High Executive Compensation: a Wise Move for Employers?
We’ve recently seen a high degree of media and cultural attention surrounding the issue of extravagant executive paychecks. The collapse of Wall Street, taxpayer bailouts, and a declining economy that threatens the security of the middle class have all led to close scrutiny of this practice. And because the issue strikes a personal chord for so many of us, the resulting criticism has been laid on with a broad brush. “High executive compensation” has come to suggest a spectacle of greed and undeserved privilege, and we can’t seem to separate the motivation behind the decision from front page images of pampered maladroits who run their companies into the ground and then retire to mansions in the south of France.
But there is certain logic to this move. Otherwise it wouldn’t happen. In an recent session of my Manhattan College course, we discussed some of intricacies of the labor market—both real and imagined—that have led us where we are today in terms of executive compensation.
Here are some of the controversial statements we explored:
Worker compensation is measured not by the suffering of the worker, but by the returns he or she generates for the company. In other words, workers are not paid because they work hard. They are paid because their work generates money for others. A stay-at-home parent, for example, works very hard, but his work does not generate money for anyone else. A basketball player may not work as hard, but his labor is part of a long chain. Every ball he throws sustains a billion dollar franchise that enriches thousands of people.

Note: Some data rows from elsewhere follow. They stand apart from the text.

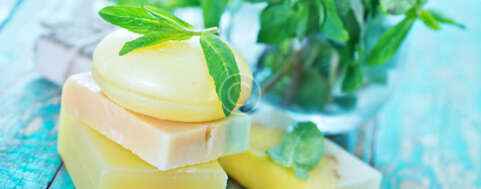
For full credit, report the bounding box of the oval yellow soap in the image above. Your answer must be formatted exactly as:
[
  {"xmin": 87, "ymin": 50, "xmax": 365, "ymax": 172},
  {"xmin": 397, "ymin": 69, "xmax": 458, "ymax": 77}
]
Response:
[{"xmin": 92, "ymin": 30, "xmax": 252, "ymax": 122}]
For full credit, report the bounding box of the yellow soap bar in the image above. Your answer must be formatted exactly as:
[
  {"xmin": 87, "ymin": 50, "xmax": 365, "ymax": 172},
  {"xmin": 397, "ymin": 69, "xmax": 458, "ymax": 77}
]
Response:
[
  {"xmin": 219, "ymin": 105, "xmax": 382, "ymax": 189},
  {"xmin": 62, "ymin": 73, "xmax": 251, "ymax": 170},
  {"xmin": 219, "ymin": 125, "xmax": 337, "ymax": 189},
  {"xmin": 58, "ymin": 112, "xmax": 227, "ymax": 189},
  {"xmin": 92, "ymin": 30, "xmax": 252, "ymax": 122}
]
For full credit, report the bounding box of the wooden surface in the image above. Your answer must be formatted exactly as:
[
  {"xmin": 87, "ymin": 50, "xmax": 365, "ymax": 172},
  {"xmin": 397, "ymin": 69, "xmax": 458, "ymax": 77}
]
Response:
[{"xmin": 0, "ymin": 0, "xmax": 481, "ymax": 189}]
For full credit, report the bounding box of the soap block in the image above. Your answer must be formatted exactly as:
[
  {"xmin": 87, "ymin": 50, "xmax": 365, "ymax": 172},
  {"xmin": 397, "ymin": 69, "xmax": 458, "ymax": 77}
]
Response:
[
  {"xmin": 219, "ymin": 125, "xmax": 338, "ymax": 189},
  {"xmin": 58, "ymin": 112, "xmax": 227, "ymax": 189},
  {"xmin": 219, "ymin": 116, "xmax": 381, "ymax": 189},
  {"xmin": 62, "ymin": 73, "xmax": 251, "ymax": 170}
]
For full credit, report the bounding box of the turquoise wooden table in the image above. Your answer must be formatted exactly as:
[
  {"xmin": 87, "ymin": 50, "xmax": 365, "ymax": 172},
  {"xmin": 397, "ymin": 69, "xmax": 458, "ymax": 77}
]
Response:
[{"xmin": 0, "ymin": 0, "xmax": 481, "ymax": 189}]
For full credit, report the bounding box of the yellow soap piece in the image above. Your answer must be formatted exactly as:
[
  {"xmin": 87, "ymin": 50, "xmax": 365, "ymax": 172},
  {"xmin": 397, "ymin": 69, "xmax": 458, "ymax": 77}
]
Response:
[
  {"xmin": 58, "ymin": 112, "xmax": 227, "ymax": 189},
  {"xmin": 92, "ymin": 30, "xmax": 252, "ymax": 122},
  {"xmin": 219, "ymin": 125, "xmax": 337, "ymax": 189},
  {"xmin": 219, "ymin": 105, "xmax": 382, "ymax": 189},
  {"xmin": 62, "ymin": 73, "xmax": 251, "ymax": 170}
]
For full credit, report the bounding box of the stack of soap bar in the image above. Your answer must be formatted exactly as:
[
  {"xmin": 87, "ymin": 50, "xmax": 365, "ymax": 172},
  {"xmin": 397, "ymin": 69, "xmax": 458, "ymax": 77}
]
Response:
[
  {"xmin": 62, "ymin": 73, "xmax": 250, "ymax": 170},
  {"xmin": 58, "ymin": 112, "xmax": 227, "ymax": 189},
  {"xmin": 219, "ymin": 108, "xmax": 381, "ymax": 189}
]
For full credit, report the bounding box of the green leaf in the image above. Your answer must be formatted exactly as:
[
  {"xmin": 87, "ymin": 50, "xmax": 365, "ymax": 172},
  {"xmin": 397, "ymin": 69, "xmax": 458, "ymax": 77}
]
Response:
[
  {"xmin": 267, "ymin": 122, "xmax": 324, "ymax": 180},
  {"xmin": 306, "ymin": 0, "xmax": 325, "ymax": 33},
  {"xmin": 116, "ymin": 0, "xmax": 149, "ymax": 6},
  {"xmin": 257, "ymin": 3, "xmax": 291, "ymax": 44},
  {"xmin": 119, "ymin": 32, "xmax": 192, "ymax": 56},
  {"xmin": 419, "ymin": 10, "xmax": 441, "ymax": 30},
  {"xmin": 428, "ymin": 10, "xmax": 466, "ymax": 29},
  {"xmin": 99, "ymin": 6, "xmax": 166, "ymax": 34},
  {"xmin": 99, "ymin": 6, "xmax": 191, "ymax": 34},
  {"xmin": 321, "ymin": 0, "xmax": 349, "ymax": 42},
  {"xmin": 200, "ymin": 33, "xmax": 241, "ymax": 116},
  {"xmin": 201, "ymin": 0, "xmax": 227, "ymax": 28},
  {"xmin": 144, "ymin": 5, "xmax": 193, "ymax": 30},
  {"xmin": 342, "ymin": 64, "xmax": 364, "ymax": 93},
  {"xmin": 367, "ymin": 16, "xmax": 416, "ymax": 65},
  {"xmin": 380, "ymin": 0, "xmax": 417, "ymax": 15}
]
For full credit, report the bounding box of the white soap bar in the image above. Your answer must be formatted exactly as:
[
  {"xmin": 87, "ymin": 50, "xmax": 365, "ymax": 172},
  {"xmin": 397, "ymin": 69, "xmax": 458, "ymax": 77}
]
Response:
[{"xmin": 62, "ymin": 73, "xmax": 251, "ymax": 170}]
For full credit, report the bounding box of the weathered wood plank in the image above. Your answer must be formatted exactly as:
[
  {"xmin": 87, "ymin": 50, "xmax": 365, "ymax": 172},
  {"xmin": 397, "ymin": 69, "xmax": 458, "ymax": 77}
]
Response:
[{"xmin": 0, "ymin": 76, "xmax": 60, "ymax": 189}]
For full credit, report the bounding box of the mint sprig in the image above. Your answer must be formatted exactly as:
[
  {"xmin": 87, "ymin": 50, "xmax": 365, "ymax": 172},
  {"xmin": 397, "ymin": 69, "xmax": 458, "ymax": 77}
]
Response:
[
  {"xmin": 267, "ymin": 122, "xmax": 324, "ymax": 180},
  {"xmin": 99, "ymin": 5, "xmax": 241, "ymax": 116},
  {"xmin": 200, "ymin": 33, "xmax": 241, "ymax": 116}
]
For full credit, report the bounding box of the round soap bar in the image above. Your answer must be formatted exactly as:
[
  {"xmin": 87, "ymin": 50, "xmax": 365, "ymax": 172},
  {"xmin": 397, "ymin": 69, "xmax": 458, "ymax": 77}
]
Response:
[{"xmin": 92, "ymin": 30, "xmax": 252, "ymax": 122}]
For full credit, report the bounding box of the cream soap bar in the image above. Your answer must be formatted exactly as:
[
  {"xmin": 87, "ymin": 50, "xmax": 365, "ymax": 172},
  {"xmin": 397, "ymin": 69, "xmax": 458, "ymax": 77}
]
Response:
[
  {"xmin": 58, "ymin": 112, "xmax": 227, "ymax": 189},
  {"xmin": 92, "ymin": 30, "xmax": 252, "ymax": 122},
  {"xmin": 219, "ymin": 108, "xmax": 381, "ymax": 189},
  {"xmin": 62, "ymin": 73, "xmax": 251, "ymax": 170}
]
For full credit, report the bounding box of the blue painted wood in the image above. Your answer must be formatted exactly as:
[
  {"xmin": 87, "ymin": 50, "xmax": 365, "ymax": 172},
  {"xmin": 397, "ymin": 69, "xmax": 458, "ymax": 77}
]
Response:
[
  {"xmin": 376, "ymin": 0, "xmax": 481, "ymax": 189},
  {"xmin": 0, "ymin": 76, "xmax": 60, "ymax": 189},
  {"xmin": 48, "ymin": 166, "xmax": 75, "ymax": 189}
]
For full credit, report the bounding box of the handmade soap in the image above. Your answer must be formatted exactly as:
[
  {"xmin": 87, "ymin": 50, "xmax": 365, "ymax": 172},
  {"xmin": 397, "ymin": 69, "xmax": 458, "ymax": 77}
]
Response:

True or false: Executives are genuinely talented, and in order to retain talent and keep it out of the hands of competing firms, companies need to invest. Does this statement have merit? Or can speculation unnaturally inflate the value of a person just as it sometimes can with a house, a commodity, or a work of art? Are overcompensated executives actually paid for the returns they generate, or are they paid because their value is falsely expected to continue rising?
Does extravagant executive pay betray the trust of shareholders? Does it cross not only ethical boundaries, but also the boundaries of good business sense and fiduciary responsibility? Or does it make sense to invest in a product that’s rising in value, regardless of the substance behind that speculation?